Desmond Tutu tentang kejahatan apartheid ... MASA LALU DAN SEKARANG

I never tire of speaking about the very deep distress in my visits to the Holy Land; they remind me so much of what happened to us black people in South Africa. I have seen the humiliation of the Palestinians at checkpoints and roadblocks, suffering like we did when young white police officers prevented us from moving about. My heart aches. I say, “Why are our memories so short?” Have our Jewish sisters and brothers forgotten their own previous humiliation? Have they forgotten the collective punishment, the home demolitions, in their own history so soon? 

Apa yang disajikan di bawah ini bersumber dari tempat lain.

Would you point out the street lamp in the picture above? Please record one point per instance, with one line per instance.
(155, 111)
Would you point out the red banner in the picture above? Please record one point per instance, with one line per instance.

The University of Johannesburg’s Senate will next week meet to decide whether to end its relationship with an Israeli institution, Ben-Gurion University of the Negev, on the grounds of that university’s active support for and involvement in the Israeli military. Archbishop Desmond Tutu supports the move. He explains why

Hatiku sakit. Aku berkata, "Mengapa kenangan kita begitu singkat." "Jacob Zuma
"Godaan dalam situasi kita adalah untuk berbicara dengan nada teredam tentang sebuah isu seperti hak rakyat Palestina untuk negara mereka sendiri.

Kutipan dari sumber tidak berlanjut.